No caso, a protagonista fazia parte de um subgrupo chamado Satmar, que pertence a um grupo maior chamado Hassídico, que pertence ao grupo Ortodoxo. Os hassídicos representavam só 5% de todos os judeus do mundo em 2016. A primeira vez que eu vi um judeu hassídico foi em Montréal em 2019. Foi um choque muito grande, porque eu não estava familiarizada com quase nada da cultura. E eles se vestiam e se comportavam de um modo muito diferente do que eu estava acostumada. O grupo hassídico Satmar possui entre 60.000 e 75.000 no mundo todo.


Grupo de rabinas do Judaísmo Conservador. Foto da Wikipédia. São Paulo teve três rabinas e o Rio de Janeiro, uma. 


Ou seja, numericamente, os hassídicos Satmar são um grupo muito pequeno e não podem ser equiparados a “todos os judeus”. Assistir uma minissérie e sair generalizando que todos os judeus são daquele jeito é muito injusto, além de perigoso.
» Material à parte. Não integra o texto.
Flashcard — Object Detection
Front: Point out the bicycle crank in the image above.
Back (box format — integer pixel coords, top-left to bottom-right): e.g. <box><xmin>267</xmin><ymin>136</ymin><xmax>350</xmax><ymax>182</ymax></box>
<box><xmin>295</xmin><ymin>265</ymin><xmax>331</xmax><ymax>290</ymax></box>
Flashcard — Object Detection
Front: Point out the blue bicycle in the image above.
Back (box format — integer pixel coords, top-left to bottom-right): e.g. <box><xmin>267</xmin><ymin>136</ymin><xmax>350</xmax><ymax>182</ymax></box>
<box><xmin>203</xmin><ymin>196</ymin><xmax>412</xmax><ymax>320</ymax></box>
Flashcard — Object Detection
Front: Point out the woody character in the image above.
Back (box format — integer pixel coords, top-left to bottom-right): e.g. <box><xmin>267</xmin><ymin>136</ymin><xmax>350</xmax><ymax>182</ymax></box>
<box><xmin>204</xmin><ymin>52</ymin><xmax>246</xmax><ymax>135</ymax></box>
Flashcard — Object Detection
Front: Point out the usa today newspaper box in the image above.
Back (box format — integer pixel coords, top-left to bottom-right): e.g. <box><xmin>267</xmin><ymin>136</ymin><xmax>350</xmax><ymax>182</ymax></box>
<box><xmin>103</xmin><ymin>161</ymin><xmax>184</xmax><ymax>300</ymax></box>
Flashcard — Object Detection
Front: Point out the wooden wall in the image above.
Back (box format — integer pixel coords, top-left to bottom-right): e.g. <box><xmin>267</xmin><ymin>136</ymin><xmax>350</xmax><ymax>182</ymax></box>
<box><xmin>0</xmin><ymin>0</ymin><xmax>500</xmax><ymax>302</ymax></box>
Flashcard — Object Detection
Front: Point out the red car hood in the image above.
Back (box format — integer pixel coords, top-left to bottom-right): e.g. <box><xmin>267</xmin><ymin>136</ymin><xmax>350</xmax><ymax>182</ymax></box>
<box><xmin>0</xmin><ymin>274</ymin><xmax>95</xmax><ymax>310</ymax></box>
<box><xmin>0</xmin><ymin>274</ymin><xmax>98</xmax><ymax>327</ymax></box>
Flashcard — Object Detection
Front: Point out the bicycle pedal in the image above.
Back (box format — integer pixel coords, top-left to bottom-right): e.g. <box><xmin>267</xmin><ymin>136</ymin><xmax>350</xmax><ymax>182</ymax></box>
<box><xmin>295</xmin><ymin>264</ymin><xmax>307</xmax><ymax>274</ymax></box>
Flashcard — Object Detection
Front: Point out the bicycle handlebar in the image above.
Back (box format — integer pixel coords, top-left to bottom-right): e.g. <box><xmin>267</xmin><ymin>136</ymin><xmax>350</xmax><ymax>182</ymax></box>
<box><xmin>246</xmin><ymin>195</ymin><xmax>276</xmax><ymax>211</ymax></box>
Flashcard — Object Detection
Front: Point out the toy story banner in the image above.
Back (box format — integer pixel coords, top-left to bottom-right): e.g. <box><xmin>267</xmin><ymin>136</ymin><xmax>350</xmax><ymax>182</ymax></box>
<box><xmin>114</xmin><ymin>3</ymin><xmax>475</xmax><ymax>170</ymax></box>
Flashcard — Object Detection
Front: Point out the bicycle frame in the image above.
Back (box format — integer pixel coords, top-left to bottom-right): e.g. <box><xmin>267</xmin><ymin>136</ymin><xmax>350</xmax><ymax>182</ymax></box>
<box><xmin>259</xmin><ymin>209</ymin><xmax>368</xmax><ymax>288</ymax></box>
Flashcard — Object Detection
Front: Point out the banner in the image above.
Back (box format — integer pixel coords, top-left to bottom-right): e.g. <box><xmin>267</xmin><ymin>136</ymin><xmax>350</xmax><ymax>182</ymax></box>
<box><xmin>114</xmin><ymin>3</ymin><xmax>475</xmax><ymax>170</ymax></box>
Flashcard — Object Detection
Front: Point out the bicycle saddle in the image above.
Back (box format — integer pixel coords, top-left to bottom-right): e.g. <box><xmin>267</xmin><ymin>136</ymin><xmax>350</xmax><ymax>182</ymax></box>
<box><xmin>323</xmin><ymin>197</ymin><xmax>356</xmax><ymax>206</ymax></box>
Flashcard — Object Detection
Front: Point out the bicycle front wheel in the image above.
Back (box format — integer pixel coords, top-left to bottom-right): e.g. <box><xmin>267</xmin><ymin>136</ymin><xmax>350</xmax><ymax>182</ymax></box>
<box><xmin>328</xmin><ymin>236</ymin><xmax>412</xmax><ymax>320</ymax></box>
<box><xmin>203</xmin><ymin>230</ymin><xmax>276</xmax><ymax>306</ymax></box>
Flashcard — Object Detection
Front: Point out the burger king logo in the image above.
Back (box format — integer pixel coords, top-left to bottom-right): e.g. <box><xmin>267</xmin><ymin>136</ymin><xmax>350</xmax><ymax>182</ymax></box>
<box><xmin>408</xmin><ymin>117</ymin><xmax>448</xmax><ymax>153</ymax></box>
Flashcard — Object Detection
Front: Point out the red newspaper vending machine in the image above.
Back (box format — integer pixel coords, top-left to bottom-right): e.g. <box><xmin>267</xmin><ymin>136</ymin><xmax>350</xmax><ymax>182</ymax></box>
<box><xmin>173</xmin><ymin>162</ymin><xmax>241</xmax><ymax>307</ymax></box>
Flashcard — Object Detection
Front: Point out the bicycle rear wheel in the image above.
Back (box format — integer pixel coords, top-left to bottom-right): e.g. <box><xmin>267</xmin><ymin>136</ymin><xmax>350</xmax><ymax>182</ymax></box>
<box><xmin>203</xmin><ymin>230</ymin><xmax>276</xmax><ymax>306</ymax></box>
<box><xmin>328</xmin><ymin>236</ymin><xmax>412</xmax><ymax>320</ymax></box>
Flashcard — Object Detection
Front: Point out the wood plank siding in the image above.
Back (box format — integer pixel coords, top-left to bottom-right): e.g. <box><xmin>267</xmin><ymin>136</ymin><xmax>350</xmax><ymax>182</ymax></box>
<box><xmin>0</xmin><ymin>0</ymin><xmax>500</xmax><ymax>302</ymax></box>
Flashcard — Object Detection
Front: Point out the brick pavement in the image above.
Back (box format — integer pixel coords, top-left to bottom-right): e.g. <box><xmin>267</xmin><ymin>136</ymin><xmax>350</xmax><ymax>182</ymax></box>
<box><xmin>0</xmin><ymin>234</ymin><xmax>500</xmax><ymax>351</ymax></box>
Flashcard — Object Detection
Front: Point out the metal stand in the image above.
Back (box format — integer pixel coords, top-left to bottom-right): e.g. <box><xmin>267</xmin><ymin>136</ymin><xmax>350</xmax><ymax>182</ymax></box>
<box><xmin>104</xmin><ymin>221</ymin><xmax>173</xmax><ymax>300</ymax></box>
OUTRA AUTOBIOGRAFIA – DESSA VEZ, CRISTÃ


De modo geral, eu acho lamentável que pessoas que nascem em comunidades religiosas fechadas não tenham o direito e o apoio para sair. Por exemplo, existe a autobiografia de Tara Westover, em português, “A menina da montanha”, cujo subtítulo já explica a história da autora, filha de pais cristãos norte-americanos, ultra conservadores: “A trajetória real da americana que pisou numa sala de aula pela primeira vez aos 17 anos até a conquista do doutorado em Cambridge”.  


Meta de leitura


A COMUNIDADE CRISTÃ BRUDERHOF


Um exemplo positivo de comunidade religiosa fechada, na minha opinião, é a “Bruderhof”. Eles são cristãos anabatistas (também chamada de “ala radical” da Reforma Protestante), que vivem em 26 comunidades fechadas nos Estados Unidos, no Reino Unido, na Alemanha, na Áustria, no Paraguai e na Austrália. A primeira comunidade foi fundada na Alemanha, em 1920, por Eberhard Arnold. “Bruderhof” significa “O Lugar dos Irmãos”. Deve ter mais cristão Bruderfhof no mundo do que judeu Satmar, mas você já viu algum? Eu posso falar que os Bruderhof representam todos os cristãos?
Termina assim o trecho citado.